ROMANS 11 HAS BEEN UNDERSTOOD in mutually contradictory ways. There is not space here to list them, let alone evaluate them. I shall simply lay out the flow of Paul’s argument as I see it.

(1) Does Paul’s argument in Romans 9—10 mean that God has utterly abandoned “his people,” that is, the Israelites? Paul pens a hearty “No way!”—“By no means!” (11:1). The first bit of counter-evidence (11:1-6) is that Paul himself is a Jew, a Benjamite at that (one of the two tribes that did not break away from the Davidic dynasty after the death of Solomon). In other words, one cannot say that God has cast away the Israelites if Israelites are still being saved. Moreover, it never was the case that all Israelites demonstrated transforming grace. For instance, when Elijah, in a desperate depression, thought he was the only one left, the Lord informed him that he had reserved seven thousand loyal Israelites who had never succumbed to Baal worship (1 Kings 19:4, 10, 18; see also the October 16 meditation). So likewise in Paul’s time and in ours: God has preserved a “remnant” of Jews who have proved faithful to God’s ongoing self-disclosure. From God’s perspective, it is a remnant “chosen by grace,” and therefore not grounded in something as feeble as works (11:5-6).

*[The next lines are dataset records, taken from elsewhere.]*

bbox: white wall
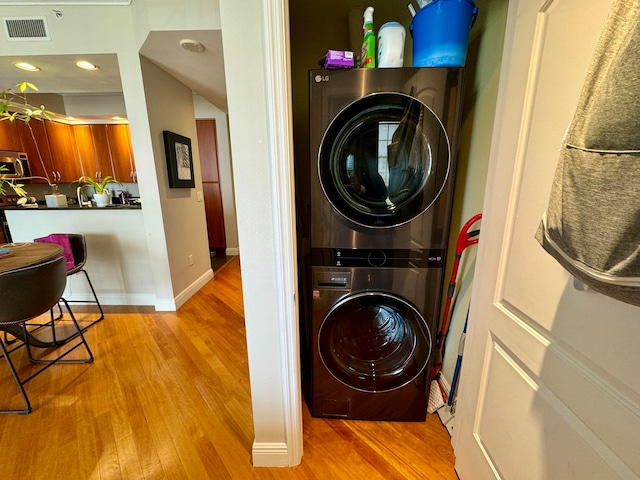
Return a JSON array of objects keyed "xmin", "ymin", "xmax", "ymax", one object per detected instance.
[
  {"xmin": 140, "ymin": 56, "xmax": 213, "ymax": 305},
  {"xmin": 439, "ymin": 0, "xmax": 509, "ymax": 400},
  {"xmin": 0, "ymin": 2, "xmax": 217, "ymax": 310},
  {"xmin": 6, "ymin": 209, "xmax": 155, "ymax": 305},
  {"xmin": 134, "ymin": 0, "xmax": 221, "ymax": 31},
  {"xmin": 219, "ymin": 0, "xmax": 301, "ymax": 467},
  {"xmin": 4, "ymin": 0, "xmax": 301, "ymax": 467}
]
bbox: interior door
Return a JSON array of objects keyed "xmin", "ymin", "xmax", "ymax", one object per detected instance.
[
  {"xmin": 196, "ymin": 119, "xmax": 226, "ymax": 250},
  {"xmin": 453, "ymin": 1, "xmax": 640, "ymax": 479}
]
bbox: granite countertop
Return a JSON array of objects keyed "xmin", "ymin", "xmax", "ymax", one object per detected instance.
[{"xmin": 0, "ymin": 203, "xmax": 142, "ymax": 211}]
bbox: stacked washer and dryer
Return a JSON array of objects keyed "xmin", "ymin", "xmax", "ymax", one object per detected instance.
[{"xmin": 301, "ymin": 67, "xmax": 464, "ymax": 421}]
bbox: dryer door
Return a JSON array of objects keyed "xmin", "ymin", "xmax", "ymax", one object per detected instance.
[
  {"xmin": 319, "ymin": 92, "xmax": 450, "ymax": 228},
  {"xmin": 318, "ymin": 291, "xmax": 432, "ymax": 392}
]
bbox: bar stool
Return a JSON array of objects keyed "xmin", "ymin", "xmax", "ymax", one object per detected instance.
[{"xmin": 0, "ymin": 256, "xmax": 94, "ymax": 414}]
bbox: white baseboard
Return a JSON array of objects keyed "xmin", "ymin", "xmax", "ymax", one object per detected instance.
[
  {"xmin": 64, "ymin": 292, "xmax": 156, "ymax": 306},
  {"xmin": 65, "ymin": 268, "xmax": 214, "ymax": 312},
  {"xmin": 174, "ymin": 268, "xmax": 214, "ymax": 309},
  {"xmin": 252, "ymin": 441, "xmax": 291, "ymax": 467},
  {"xmin": 226, "ymin": 247, "xmax": 239, "ymax": 256}
]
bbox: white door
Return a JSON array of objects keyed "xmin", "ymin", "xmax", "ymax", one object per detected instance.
[{"xmin": 453, "ymin": 1, "xmax": 640, "ymax": 479}]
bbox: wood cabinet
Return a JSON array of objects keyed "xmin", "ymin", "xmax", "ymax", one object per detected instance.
[
  {"xmin": 106, "ymin": 124, "xmax": 136, "ymax": 183},
  {"xmin": 73, "ymin": 125, "xmax": 99, "ymax": 179},
  {"xmin": 15, "ymin": 120, "xmax": 55, "ymax": 184},
  {"xmin": 88, "ymin": 124, "xmax": 112, "ymax": 181},
  {"xmin": 0, "ymin": 120, "xmax": 22, "ymax": 152},
  {"xmin": 0, "ymin": 118, "xmax": 137, "ymax": 185},
  {"xmin": 45, "ymin": 121, "xmax": 84, "ymax": 183}
]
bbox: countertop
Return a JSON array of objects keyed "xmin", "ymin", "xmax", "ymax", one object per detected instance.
[{"xmin": 0, "ymin": 204, "xmax": 142, "ymax": 211}]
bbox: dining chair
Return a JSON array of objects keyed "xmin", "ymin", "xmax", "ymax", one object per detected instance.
[
  {"xmin": 0, "ymin": 256, "xmax": 94, "ymax": 414},
  {"xmin": 35, "ymin": 233, "xmax": 104, "ymax": 332}
]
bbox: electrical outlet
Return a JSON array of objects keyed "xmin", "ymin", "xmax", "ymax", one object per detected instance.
[
  {"xmin": 188, "ymin": 254, "xmax": 194, "ymax": 266},
  {"xmin": 196, "ymin": 191, "xmax": 203, "ymax": 202}
]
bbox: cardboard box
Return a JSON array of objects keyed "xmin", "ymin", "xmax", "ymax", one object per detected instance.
[{"xmin": 324, "ymin": 50, "xmax": 354, "ymax": 69}]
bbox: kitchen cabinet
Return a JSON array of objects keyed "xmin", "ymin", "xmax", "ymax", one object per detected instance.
[
  {"xmin": 45, "ymin": 121, "xmax": 84, "ymax": 183},
  {"xmin": 1, "ymin": 118, "xmax": 136, "ymax": 185},
  {"xmin": 73, "ymin": 124, "xmax": 118, "ymax": 182},
  {"xmin": 90, "ymin": 124, "xmax": 136, "ymax": 183},
  {"xmin": 106, "ymin": 124, "xmax": 137, "ymax": 183},
  {"xmin": 88, "ymin": 124, "xmax": 113, "ymax": 181},
  {"xmin": 0, "ymin": 120, "xmax": 23, "ymax": 152},
  {"xmin": 15, "ymin": 120, "xmax": 55, "ymax": 184},
  {"xmin": 72, "ymin": 125, "xmax": 100, "ymax": 180}
]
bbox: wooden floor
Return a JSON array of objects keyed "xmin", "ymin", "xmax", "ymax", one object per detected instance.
[{"xmin": 0, "ymin": 257, "xmax": 457, "ymax": 479}]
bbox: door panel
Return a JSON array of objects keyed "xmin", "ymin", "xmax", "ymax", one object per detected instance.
[
  {"xmin": 453, "ymin": 1, "xmax": 640, "ymax": 479},
  {"xmin": 197, "ymin": 120, "xmax": 226, "ymax": 250},
  {"xmin": 73, "ymin": 125, "xmax": 98, "ymax": 178},
  {"xmin": 202, "ymin": 182, "xmax": 226, "ymax": 249},
  {"xmin": 106, "ymin": 124, "xmax": 136, "ymax": 182},
  {"xmin": 0, "ymin": 119, "xmax": 21, "ymax": 151},
  {"xmin": 45, "ymin": 121, "xmax": 83, "ymax": 182}
]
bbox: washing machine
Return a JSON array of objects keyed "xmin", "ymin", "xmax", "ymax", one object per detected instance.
[
  {"xmin": 306, "ymin": 255, "xmax": 442, "ymax": 421},
  {"xmin": 303, "ymin": 67, "xmax": 464, "ymax": 421},
  {"xmin": 309, "ymin": 67, "xmax": 464, "ymax": 251}
]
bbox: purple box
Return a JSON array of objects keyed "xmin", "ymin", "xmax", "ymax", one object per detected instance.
[{"xmin": 324, "ymin": 50, "xmax": 354, "ymax": 69}]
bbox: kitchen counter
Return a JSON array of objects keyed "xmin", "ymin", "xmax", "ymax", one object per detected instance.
[
  {"xmin": 4, "ymin": 207, "xmax": 154, "ymax": 306},
  {"xmin": 0, "ymin": 204, "xmax": 142, "ymax": 211}
]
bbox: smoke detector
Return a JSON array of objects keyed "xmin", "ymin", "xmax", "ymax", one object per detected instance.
[{"xmin": 180, "ymin": 39, "xmax": 205, "ymax": 53}]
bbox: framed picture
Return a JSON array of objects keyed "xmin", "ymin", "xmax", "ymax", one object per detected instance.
[{"xmin": 163, "ymin": 130, "xmax": 195, "ymax": 188}]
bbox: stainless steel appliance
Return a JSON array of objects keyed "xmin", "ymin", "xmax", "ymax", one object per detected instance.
[
  {"xmin": 307, "ymin": 260, "xmax": 441, "ymax": 421},
  {"xmin": 302, "ymin": 67, "xmax": 464, "ymax": 421},
  {"xmin": 309, "ymin": 67, "xmax": 463, "ymax": 250},
  {"xmin": 0, "ymin": 151, "xmax": 31, "ymax": 178}
]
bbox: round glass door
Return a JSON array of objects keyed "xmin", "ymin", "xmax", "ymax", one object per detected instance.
[
  {"xmin": 318, "ymin": 92, "xmax": 450, "ymax": 228},
  {"xmin": 318, "ymin": 291, "xmax": 432, "ymax": 392}
]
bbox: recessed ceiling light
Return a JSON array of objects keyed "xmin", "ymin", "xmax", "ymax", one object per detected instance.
[
  {"xmin": 14, "ymin": 62, "xmax": 40, "ymax": 72},
  {"xmin": 75, "ymin": 60, "xmax": 99, "ymax": 71},
  {"xmin": 180, "ymin": 39, "xmax": 205, "ymax": 53}
]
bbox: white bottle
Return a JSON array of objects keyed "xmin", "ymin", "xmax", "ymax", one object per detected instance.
[{"xmin": 377, "ymin": 22, "xmax": 406, "ymax": 68}]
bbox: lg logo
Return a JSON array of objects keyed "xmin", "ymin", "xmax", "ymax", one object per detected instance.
[{"xmin": 314, "ymin": 74, "xmax": 330, "ymax": 83}]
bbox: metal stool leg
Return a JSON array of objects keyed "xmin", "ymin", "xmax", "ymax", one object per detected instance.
[{"xmin": 0, "ymin": 339, "xmax": 32, "ymax": 414}]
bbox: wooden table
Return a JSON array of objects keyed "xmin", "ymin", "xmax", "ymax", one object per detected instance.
[{"xmin": 0, "ymin": 242, "xmax": 64, "ymax": 274}]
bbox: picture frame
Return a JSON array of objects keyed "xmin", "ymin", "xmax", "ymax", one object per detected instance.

(2) But if the nation as a whole, in line with scriptural prophecies, stumbled so badly (11:7-10), does this mean there is no hope for them, that they are “beyond recovery? Not at all!” (11:11). For in the sweep of God’s redeeming purposes, the substantial hardening of the Jews has been the trigger that has spread the Gospel to the Gentiles—and “if their transgression means riches for the world, and their loss means riches for the Gentiles,” and “if their rejection is the reconciliation of the world,” then “how much greater riches will their fullness bring,” and “what will their acceptance be but life from the dead?” (11:12, 15). This sounds very much as if Paul envisages a major swing still future to his own day. In the providence of God, the “rejection” of much of Israel has meant much grace for the Gentiles; the “acceptance” of much of Israel will mean even more grace for the world. Paul envisages a major turning to Jesus on the part of his fellow Jews, a turning that will issue in still greater gospel outreach worldwide.

(3) Paul draws some practical lessons for his Gentile Christian readers, using an analogy of a tree with branches broken off and grafted on (11:17-25). But the culminating high point of his argument is his acclamation of the unfathomable wisdom and knowledge of God in bringing about this spectacular result (11:33-36).